Ainda conforme MC, os cursos se tornaram
seqüenciais. Foi estabelecido o prazo mínimo para completar o curso. Houve a
departamentalização (ou fragmentação em departamentos) mas com a criação da
figura do conselho de departamento, o que significava que um pequeno grupo de
professores tinha o controle sobre decisões e a totalidade dele. Aí se tem a
centralização. Foi dada ao curso superior uma característica de curso
secundário – que hoje chamamos de ensino médio – que é a seqüência das
disciplinas e essa ideia violenta dos créditos.
Além disso, inventaram a divisão entre
“matérias obrigatórias” e “matérias optativas”. E, como não havia verba para
contratação de novos professores, os professores tiveram de se multiplicar e
dar vários cursos. Houve um comprometimento da inteligência, claro, posto que
ocorreu a falta crônica de verba para laboratórios e bibliotecas,além da
devastação do patrimônio público por uma política que visava exclusivamente à
formação rápida de mão de obra dócil para o mercado.

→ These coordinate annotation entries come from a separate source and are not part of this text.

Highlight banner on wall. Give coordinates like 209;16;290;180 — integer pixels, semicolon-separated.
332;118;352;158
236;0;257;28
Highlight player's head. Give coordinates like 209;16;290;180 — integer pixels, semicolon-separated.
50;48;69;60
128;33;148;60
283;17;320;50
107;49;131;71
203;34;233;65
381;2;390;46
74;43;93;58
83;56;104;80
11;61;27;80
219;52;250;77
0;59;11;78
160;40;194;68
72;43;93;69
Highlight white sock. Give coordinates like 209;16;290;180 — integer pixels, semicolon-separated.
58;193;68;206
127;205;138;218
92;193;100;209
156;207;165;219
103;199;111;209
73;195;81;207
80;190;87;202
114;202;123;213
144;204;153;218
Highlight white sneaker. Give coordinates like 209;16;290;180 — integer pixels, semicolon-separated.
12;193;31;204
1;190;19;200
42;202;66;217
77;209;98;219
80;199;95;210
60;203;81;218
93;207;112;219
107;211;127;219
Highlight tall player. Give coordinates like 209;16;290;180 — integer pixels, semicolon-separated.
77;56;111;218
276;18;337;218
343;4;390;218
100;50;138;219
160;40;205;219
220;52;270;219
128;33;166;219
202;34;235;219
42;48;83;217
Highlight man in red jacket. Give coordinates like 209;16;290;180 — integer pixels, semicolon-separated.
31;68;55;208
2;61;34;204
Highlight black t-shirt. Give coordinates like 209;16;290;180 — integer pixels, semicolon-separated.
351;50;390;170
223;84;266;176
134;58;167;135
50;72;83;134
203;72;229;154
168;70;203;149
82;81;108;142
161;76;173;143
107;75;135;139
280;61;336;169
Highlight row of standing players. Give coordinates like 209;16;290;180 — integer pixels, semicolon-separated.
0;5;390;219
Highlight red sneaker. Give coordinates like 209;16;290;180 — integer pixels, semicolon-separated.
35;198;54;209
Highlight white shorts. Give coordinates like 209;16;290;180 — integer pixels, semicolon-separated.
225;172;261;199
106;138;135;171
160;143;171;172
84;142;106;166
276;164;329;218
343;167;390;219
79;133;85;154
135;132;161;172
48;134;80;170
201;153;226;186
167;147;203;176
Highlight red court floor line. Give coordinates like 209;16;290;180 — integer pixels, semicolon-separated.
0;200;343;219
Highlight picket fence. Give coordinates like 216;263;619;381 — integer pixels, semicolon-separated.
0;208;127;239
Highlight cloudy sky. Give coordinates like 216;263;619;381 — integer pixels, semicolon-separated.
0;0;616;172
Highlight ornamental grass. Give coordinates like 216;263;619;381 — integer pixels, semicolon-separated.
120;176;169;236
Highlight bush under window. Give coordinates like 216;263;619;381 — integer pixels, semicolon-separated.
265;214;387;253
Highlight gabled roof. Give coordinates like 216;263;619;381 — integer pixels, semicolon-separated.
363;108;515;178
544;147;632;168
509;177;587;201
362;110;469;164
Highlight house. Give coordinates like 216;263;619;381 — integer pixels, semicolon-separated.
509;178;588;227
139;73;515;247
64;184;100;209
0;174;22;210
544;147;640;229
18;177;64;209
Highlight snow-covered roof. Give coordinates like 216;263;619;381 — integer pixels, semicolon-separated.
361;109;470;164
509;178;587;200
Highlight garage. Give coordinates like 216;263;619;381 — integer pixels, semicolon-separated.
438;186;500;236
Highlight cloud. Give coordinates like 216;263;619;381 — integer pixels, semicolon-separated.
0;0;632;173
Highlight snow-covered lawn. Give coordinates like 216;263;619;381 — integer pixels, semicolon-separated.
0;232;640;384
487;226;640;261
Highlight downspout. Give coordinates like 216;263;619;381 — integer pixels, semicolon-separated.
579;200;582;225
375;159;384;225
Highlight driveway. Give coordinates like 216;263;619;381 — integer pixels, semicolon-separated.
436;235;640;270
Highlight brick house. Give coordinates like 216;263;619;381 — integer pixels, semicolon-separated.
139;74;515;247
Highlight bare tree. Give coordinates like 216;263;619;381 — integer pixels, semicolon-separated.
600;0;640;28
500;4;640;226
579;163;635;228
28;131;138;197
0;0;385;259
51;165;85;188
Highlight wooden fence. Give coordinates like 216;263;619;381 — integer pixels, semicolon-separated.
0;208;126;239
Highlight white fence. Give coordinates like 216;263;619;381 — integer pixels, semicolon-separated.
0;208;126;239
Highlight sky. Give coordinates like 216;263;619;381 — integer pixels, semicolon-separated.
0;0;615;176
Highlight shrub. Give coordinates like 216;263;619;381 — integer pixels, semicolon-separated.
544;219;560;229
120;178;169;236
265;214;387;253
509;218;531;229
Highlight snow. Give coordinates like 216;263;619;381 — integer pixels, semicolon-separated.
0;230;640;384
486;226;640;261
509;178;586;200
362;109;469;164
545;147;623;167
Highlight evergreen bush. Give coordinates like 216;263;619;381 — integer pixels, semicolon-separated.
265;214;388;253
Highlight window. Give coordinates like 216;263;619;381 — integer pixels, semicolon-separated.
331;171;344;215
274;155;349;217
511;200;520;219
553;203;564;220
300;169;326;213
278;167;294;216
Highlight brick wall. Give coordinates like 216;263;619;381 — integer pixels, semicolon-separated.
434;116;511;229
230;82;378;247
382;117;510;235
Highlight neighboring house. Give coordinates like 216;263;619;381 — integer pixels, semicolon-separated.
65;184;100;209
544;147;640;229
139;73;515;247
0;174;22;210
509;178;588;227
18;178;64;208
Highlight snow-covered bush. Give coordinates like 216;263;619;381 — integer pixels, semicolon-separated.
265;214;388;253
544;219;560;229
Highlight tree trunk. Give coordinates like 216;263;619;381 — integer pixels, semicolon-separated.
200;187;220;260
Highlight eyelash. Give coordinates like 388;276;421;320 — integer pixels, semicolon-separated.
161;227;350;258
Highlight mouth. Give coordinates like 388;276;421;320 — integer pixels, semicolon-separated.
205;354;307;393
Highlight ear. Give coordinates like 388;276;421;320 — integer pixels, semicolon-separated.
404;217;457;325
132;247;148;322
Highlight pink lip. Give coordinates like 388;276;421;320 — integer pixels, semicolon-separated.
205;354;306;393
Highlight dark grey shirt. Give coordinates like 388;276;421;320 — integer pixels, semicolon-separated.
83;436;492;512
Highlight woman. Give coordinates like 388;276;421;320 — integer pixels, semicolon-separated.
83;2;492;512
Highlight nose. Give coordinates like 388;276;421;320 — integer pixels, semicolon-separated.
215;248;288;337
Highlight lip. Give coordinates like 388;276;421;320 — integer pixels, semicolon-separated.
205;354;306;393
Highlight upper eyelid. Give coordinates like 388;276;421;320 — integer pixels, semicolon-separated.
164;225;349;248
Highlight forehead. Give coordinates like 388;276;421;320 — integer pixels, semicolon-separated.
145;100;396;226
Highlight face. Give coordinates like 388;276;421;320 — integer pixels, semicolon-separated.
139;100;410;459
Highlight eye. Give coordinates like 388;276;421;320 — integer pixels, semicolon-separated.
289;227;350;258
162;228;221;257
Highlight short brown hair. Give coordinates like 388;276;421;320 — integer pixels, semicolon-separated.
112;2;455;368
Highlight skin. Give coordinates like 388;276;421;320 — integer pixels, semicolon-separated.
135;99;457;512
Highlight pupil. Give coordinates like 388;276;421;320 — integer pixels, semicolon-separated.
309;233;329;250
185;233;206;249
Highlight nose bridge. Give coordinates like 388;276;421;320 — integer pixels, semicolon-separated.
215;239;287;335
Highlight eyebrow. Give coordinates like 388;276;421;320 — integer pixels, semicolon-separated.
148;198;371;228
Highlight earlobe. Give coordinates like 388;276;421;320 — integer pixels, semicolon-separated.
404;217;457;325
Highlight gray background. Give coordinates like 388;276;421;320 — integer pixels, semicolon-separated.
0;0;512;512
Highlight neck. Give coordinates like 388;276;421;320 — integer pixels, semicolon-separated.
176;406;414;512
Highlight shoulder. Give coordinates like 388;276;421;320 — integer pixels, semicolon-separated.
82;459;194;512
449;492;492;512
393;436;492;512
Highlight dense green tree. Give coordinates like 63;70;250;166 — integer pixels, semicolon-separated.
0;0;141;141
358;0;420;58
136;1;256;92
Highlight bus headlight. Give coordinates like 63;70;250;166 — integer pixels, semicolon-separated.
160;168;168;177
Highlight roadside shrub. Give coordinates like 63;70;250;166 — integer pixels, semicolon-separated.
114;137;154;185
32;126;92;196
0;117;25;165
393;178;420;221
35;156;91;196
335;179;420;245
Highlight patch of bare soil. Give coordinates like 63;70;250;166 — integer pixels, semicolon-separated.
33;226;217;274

Aí, criaram a chamada
licenciatura curta, ou seja, você fazia um curso de graduação de dois anos e
meio e tinha uma licenciatura para lecionar. Além disso, criaram a disciplina
de educação moral e cívica, para todos os graus do ensino. A universidade que
conhecemos hoje é a universidade que a ditadura produziu.

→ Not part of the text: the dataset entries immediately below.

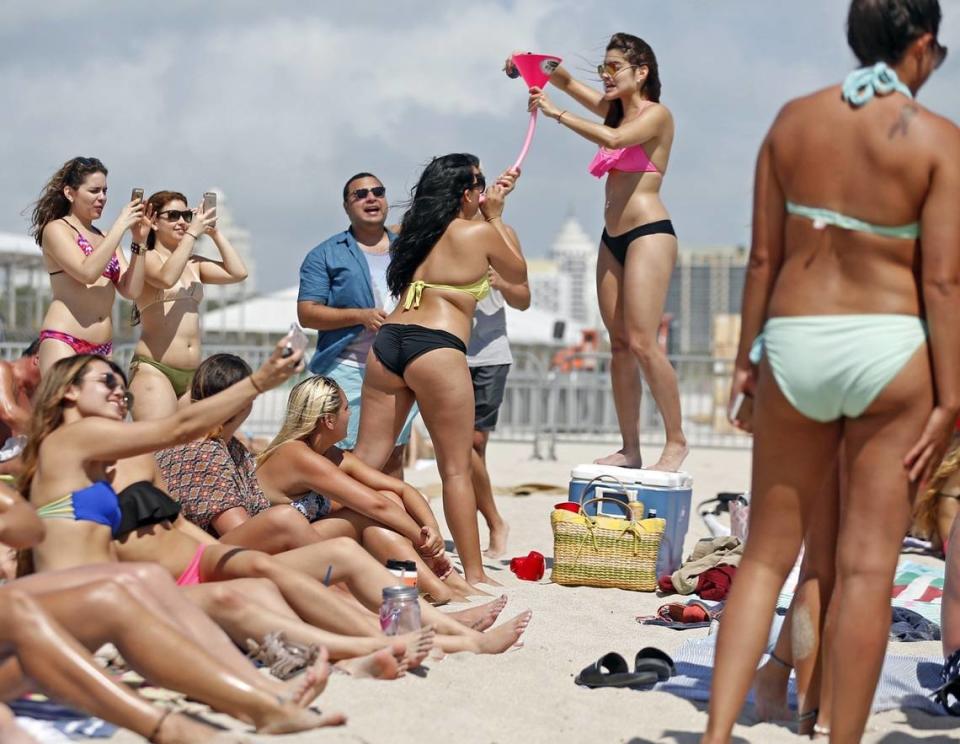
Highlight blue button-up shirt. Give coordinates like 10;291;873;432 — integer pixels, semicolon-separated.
297;230;396;375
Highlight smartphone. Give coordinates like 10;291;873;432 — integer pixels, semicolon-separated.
729;393;753;424
283;321;310;358
203;191;217;224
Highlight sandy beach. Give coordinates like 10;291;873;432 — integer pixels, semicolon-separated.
94;443;957;744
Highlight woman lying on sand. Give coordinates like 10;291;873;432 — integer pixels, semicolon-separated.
0;486;342;744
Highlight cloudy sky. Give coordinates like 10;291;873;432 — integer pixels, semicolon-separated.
0;0;960;290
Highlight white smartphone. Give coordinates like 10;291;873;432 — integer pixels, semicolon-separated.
283;321;310;357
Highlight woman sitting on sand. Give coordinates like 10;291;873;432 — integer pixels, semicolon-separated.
23;352;529;653
130;191;247;421
257;376;474;600
157;354;469;601
0;474;341;744
354;154;527;585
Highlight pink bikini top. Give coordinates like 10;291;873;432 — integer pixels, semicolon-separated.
50;220;120;284
587;102;660;178
587;145;660;178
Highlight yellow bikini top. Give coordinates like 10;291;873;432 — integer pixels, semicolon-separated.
403;273;490;310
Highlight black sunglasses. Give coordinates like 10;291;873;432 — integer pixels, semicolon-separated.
82;372;133;408
160;209;193;222
350;186;387;201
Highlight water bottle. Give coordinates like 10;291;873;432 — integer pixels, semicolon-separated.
380;586;420;636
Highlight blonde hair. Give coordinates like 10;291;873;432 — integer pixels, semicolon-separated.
17;354;127;499
257;375;343;467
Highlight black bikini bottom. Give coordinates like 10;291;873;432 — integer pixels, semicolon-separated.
373;323;467;377
114;481;180;536
601;220;677;266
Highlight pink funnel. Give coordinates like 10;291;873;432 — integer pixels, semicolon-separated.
511;52;562;170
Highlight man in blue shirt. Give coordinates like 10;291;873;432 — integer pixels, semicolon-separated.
297;173;418;479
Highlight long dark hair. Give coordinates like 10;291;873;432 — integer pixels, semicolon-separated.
387;152;480;297
847;0;940;65
30;158;107;245
603;33;660;127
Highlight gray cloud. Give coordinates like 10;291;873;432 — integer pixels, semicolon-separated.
0;0;960;289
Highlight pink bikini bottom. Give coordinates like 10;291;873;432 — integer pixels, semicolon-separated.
177;544;207;586
40;330;113;356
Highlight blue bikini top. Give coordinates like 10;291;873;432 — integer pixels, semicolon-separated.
37;480;120;534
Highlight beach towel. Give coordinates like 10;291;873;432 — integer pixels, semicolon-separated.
654;636;945;715
7;695;117;743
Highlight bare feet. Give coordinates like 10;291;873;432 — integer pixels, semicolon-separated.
337;641;407;679
650;442;690;473
286;646;330;708
483;519;510;558
155;713;250;744
254;703;347;734
477;610;533;654
449;594;507;632
753;660;793;721
593;449;643;468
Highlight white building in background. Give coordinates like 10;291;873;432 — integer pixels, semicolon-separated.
196;189;257;331
527;215;600;328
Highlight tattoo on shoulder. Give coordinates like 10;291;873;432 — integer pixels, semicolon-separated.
887;103;920;139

Marilena Chauí: “Esse é o momento (final
dos anos 70) também em que há uma ampliação muito grande da rede privada de
universidades porque o apoio ideológico para a ditadura era dado pela classe
média. Ela, do ponto de vista econômico, não produz capital, e do ponto de
vista político, não tem poder. Seu poder é ideológico. Então, a sustentação que
ela deu fez com que o governo considerasse que precisava recompensá-la e
mantê-la como apoiadora, e a recompensa foi garantir o diploma universitário
para a classe média. Há esse barateamento do curso superior para garantir o
aumento do número de alunos da classe média para a obtenção do diploma. É a
hora em que são introduzidas as empresas do vestibular, o vestibular unificado,
que é um escândalo, e no qual surge a diferenciação entre a licenciatura e o
bacharelato.”
Para a filósofa, foi uma coisa dramática:
lutamos o que pudemos sob a censura e o terror do Estado, com o risco que se
corria, porque nós éramos vigiados o tempo todo: “Os jovens hoje não têm ideia
do que era o terror que se abatia sobre nós. Você saía de casa para dar aula e
não sabia se ia voltar, não sabia se ia ser preso, se ia ser morto, não sabia o
que ia acontecer, nem você, nem os alunos, nem os outros colegas. Havia
policiais dentro das salas de aula.”
É preciso levar em consideração o que o
neoliberalismo fez: a ideia de que a escola é uma formação rápida para a
competição no mercado de trabalho. Então fazer uma universidade comprometida
com o que se passa na realidade social e política se tornou uma tarefa árdua e
difícil. E ambígua, pensamos nós.
Marilena Chauí: “Na escola, na
universidade, a formação do cidadão crítico não vai acontecer. Você pode ter
essa expectativa em outras formas de agrupamento, nos movimentos sociais, nos
movimentos populares, nas ONGs, nos grupos que se formam com a rede de internet
e nos partidos políticos. Você tem estes bolsões, mas não como uma tendência da
escola.”
Em suma, cabezas cortadas, na expressão da
época. Desde os anos 70, mais de quarenta anos. A extinção do pensamento
crítico brasileiro não vem só daí, claro, mas se “instrumentalizou” e
consolidou, com consequências no tempo, graças à ditadura. É isso aí.”